The paged KV block manager tracks the full-attention layers. Qwen3.5-4B’s Gated DeltaNet layers do not need KV cache.

Model architecture

Why the Gated DeltaNet hybrid matters

Qwen3.5-4B is not a plain all-attention transformer. Its 32 layers are split into 24 Gated DeltaNet linear-attention layers and 8 full GQA layers, and Kiln is tuned around that exact shape instead of hiding it behind a generic model-family abstraction.

Fixed GDN state

Gated DeltaNet layers carry fixed-size recurrent state through the sequence instead of storing per-token K/V tensors.

Small KV footprint

Only the 8 full-attention GQA layers need KV cache, which is why long context can fit on one GPU.

Targeted kernels

GDN handles most layers with recurrent linear attention while GQA handles periodic full-attention checkpoints.

For the detailed recurrence, paging, and kernel discussion, read the full ARCHITECTURE.md deep dive.

Live learning

LoRA hot-swap and training queue

Training requests enter the same server through /v1/train/sft or /v1/train/grpo.

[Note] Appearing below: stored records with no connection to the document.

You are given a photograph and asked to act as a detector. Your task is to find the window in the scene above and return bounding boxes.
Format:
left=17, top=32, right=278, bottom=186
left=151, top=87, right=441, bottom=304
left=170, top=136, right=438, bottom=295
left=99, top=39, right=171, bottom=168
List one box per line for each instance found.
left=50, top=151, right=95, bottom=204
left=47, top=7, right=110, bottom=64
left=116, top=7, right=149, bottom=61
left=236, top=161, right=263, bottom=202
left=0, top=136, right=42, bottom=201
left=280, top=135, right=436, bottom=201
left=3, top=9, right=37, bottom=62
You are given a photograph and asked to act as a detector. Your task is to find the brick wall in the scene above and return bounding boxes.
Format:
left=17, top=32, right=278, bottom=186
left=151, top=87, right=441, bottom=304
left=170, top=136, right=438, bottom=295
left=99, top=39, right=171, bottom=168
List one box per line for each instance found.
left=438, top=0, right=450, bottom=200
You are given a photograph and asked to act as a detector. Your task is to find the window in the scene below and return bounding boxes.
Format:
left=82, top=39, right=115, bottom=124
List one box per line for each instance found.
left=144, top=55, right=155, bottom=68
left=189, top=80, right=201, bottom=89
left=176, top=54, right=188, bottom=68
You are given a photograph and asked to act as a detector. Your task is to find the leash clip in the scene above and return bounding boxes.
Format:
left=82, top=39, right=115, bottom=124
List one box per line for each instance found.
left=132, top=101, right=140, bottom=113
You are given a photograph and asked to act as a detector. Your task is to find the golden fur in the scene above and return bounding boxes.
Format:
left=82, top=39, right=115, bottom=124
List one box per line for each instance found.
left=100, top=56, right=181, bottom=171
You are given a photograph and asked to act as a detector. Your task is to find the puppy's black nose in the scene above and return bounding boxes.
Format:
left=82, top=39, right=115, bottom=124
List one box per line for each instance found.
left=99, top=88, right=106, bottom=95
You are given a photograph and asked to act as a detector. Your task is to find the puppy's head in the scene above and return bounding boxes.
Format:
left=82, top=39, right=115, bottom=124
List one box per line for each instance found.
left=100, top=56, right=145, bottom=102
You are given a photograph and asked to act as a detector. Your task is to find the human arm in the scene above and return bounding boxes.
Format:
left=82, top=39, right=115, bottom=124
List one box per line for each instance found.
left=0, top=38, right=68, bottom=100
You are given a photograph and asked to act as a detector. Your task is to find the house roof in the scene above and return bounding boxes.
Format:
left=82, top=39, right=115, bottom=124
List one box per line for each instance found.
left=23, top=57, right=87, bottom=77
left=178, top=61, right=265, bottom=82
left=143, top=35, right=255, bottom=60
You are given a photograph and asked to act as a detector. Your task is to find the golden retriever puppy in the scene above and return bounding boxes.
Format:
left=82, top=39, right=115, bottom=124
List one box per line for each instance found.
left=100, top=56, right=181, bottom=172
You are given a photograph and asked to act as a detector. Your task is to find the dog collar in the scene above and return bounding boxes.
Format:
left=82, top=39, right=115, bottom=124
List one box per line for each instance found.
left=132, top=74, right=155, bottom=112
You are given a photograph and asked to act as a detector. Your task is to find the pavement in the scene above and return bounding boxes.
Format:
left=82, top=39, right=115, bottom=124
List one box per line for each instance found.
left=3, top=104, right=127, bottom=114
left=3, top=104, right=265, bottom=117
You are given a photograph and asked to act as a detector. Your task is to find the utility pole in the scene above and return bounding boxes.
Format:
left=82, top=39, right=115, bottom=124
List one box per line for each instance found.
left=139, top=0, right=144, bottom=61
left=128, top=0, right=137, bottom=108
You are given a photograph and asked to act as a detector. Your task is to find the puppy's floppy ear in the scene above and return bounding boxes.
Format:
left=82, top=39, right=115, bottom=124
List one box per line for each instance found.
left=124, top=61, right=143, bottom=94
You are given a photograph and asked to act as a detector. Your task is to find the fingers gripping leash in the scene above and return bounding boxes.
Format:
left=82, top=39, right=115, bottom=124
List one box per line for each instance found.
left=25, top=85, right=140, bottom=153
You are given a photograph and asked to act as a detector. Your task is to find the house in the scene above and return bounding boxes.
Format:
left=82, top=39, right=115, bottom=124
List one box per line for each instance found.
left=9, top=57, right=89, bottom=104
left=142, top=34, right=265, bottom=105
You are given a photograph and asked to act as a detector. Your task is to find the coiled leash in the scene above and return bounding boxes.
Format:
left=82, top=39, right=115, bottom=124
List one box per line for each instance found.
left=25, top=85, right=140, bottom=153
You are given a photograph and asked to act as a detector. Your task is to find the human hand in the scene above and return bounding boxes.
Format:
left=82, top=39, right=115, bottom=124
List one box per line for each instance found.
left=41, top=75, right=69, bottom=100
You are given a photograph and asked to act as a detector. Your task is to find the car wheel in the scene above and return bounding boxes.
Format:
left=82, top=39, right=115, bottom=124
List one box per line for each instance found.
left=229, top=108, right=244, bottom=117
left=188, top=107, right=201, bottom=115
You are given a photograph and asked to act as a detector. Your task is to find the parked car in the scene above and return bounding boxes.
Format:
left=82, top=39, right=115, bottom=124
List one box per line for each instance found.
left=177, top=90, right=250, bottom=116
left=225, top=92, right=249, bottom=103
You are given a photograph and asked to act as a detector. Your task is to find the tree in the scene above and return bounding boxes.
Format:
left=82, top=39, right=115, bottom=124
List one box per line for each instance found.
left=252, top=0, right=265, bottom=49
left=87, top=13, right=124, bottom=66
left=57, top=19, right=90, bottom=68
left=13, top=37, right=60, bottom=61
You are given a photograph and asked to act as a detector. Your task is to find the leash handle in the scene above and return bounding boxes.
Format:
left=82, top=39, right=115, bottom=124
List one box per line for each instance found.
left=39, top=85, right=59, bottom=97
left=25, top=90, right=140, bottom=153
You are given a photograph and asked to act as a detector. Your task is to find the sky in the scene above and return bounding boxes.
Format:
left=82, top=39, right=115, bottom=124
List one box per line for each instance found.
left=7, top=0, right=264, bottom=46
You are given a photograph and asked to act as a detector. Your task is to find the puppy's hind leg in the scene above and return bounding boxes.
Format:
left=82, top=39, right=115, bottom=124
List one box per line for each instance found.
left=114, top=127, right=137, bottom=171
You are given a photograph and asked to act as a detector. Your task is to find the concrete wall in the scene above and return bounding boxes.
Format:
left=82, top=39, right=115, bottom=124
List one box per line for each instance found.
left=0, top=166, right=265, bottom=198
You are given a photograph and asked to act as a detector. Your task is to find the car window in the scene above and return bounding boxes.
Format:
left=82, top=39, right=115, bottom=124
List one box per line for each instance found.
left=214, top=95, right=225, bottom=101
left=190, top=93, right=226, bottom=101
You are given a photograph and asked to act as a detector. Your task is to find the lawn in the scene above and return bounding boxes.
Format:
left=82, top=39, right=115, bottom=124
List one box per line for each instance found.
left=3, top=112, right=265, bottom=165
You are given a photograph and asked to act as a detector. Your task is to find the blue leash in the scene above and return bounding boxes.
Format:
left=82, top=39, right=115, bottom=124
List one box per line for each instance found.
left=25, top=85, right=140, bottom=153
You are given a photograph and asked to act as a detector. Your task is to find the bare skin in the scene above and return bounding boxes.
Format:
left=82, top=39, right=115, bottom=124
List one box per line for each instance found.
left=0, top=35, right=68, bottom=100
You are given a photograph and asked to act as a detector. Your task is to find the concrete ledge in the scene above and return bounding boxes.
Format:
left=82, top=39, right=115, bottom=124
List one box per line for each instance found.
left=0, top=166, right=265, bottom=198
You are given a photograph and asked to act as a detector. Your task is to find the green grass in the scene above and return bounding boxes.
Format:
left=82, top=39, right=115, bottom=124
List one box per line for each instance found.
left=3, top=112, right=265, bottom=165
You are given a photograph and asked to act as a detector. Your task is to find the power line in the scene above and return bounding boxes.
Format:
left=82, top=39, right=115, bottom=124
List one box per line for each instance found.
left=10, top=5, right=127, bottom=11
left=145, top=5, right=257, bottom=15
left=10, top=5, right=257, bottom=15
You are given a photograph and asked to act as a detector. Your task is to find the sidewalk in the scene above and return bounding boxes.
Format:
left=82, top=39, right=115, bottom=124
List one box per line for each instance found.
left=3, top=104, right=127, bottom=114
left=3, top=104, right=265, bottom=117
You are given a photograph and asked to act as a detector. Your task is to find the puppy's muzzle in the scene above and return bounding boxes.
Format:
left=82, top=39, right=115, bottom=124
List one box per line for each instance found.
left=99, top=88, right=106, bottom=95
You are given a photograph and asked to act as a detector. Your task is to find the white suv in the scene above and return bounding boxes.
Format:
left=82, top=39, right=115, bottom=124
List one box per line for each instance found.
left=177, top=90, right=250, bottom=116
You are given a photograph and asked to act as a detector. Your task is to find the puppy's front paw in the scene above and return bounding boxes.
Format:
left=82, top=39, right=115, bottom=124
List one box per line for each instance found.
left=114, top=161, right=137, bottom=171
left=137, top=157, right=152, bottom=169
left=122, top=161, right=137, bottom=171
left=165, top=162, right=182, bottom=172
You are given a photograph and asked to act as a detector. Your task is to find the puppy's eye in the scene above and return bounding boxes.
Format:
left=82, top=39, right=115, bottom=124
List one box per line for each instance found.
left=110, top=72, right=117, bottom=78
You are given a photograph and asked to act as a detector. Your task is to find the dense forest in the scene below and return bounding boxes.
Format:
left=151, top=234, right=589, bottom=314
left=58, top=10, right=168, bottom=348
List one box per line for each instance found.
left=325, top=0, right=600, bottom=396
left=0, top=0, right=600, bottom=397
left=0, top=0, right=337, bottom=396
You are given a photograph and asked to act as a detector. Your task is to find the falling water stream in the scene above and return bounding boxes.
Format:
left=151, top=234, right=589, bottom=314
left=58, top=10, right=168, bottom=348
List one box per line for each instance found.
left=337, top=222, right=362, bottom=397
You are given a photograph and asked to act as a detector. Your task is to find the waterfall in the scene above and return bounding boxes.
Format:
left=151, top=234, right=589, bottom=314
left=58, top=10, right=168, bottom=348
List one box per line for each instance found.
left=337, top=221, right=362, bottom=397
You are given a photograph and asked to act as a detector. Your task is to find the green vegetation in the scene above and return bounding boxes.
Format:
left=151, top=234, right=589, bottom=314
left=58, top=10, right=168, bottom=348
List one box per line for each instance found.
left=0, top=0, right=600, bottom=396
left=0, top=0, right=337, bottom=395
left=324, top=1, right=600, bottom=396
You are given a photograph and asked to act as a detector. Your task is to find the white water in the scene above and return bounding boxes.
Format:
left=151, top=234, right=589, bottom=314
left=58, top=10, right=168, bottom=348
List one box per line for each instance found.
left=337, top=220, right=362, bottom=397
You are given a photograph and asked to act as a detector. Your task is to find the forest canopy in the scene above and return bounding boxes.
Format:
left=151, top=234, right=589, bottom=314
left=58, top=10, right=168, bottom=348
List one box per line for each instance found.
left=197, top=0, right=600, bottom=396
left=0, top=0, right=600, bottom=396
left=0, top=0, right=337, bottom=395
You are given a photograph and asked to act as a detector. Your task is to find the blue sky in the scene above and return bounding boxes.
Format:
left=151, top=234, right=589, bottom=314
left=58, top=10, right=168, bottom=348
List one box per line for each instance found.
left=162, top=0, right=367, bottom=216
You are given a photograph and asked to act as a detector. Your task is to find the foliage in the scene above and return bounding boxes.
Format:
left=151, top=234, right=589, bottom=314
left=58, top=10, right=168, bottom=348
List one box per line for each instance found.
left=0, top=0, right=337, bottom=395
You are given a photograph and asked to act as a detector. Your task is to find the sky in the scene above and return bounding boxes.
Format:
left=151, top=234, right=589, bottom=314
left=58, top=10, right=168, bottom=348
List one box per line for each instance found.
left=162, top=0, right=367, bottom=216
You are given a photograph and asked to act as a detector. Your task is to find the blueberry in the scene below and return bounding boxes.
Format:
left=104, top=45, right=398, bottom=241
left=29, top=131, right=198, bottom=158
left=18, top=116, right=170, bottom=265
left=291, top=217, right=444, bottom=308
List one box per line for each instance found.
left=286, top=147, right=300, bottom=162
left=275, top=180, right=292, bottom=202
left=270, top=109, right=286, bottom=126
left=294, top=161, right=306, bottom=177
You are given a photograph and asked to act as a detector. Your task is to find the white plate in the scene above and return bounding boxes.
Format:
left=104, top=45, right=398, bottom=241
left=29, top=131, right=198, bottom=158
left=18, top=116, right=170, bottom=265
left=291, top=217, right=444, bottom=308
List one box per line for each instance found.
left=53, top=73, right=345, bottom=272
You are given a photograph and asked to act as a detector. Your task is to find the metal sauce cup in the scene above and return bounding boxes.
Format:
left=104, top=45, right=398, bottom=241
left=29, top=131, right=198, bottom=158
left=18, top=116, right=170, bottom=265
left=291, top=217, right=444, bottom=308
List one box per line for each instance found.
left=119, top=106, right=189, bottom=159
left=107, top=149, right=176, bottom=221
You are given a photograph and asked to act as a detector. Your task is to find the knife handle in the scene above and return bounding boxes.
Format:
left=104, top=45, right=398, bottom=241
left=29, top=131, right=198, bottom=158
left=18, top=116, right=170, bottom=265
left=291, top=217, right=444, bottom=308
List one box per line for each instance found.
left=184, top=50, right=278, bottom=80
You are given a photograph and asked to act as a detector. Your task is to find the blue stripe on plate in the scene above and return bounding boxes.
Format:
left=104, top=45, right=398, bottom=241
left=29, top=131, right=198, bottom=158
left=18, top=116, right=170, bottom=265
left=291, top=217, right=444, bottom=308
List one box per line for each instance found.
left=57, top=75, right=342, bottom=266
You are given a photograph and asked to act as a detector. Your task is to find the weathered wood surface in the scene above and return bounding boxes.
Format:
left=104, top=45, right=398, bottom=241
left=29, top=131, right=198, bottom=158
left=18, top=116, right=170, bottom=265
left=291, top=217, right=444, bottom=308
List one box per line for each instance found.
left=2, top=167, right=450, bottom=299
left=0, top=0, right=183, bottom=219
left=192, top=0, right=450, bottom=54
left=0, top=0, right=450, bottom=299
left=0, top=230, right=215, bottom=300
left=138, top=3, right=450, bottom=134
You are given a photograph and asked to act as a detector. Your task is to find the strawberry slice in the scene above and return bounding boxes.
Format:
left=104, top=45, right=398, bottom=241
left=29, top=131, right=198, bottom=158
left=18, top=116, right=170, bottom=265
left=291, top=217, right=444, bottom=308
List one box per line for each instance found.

A FIFO background queue trains LoRA adapter weights against the loaded base model, checkpoints progress, then publishes the new adapter atomically at an iteration boundary. Subsequent inference requests see the updated adapter without restarting the server.

SFT

Correct input/output examples update adapter weights directly from supervised loss.

GRPO

Scored completions become a generate → score → train loop through the same HTTP API.

Inspect your live server’s queue and registry: kiln train status shows pending and running jobs, and kiln adapters list shows the published adapters available to subsequent requests.

kiln train status
kiln adapters list

See the CLI Reference for the full kiln command surface.

GPU path

GPU backend crates

Kiln keeps the Qwen3.5-4B fast path in Rust crates with focused native kernels where the model needs them. CUDA builds use vendored FlashAttention-style kernels and paged GQA decode paths, Vulkan builds use ash plus embedded SPIR-V shaders for AMD/Intel Linux GDN hot paths, and Metal builds use candle-metal plus Kiln's Apple Silicon shader family. The result is a small codebase tuned for one model instead of abstracting over many model families.

  • kiln-server owns HTTP routing, configuration, metrics, and API surfaces.
  • kiln-scheduler and kiln-core coordinate batching, requests, and KV blocks.
  • kiln-model loads Qwen3.5-4B weights, applies adapters, and drives the forward pass.
  • kiln-flash-attn, CUDA-backed crates, kiln-vulkan-kernel, and Metal shaders provide backend-specific GPU kernels.
  • kiln-train defines the SFT and GRPO training APIs and job state.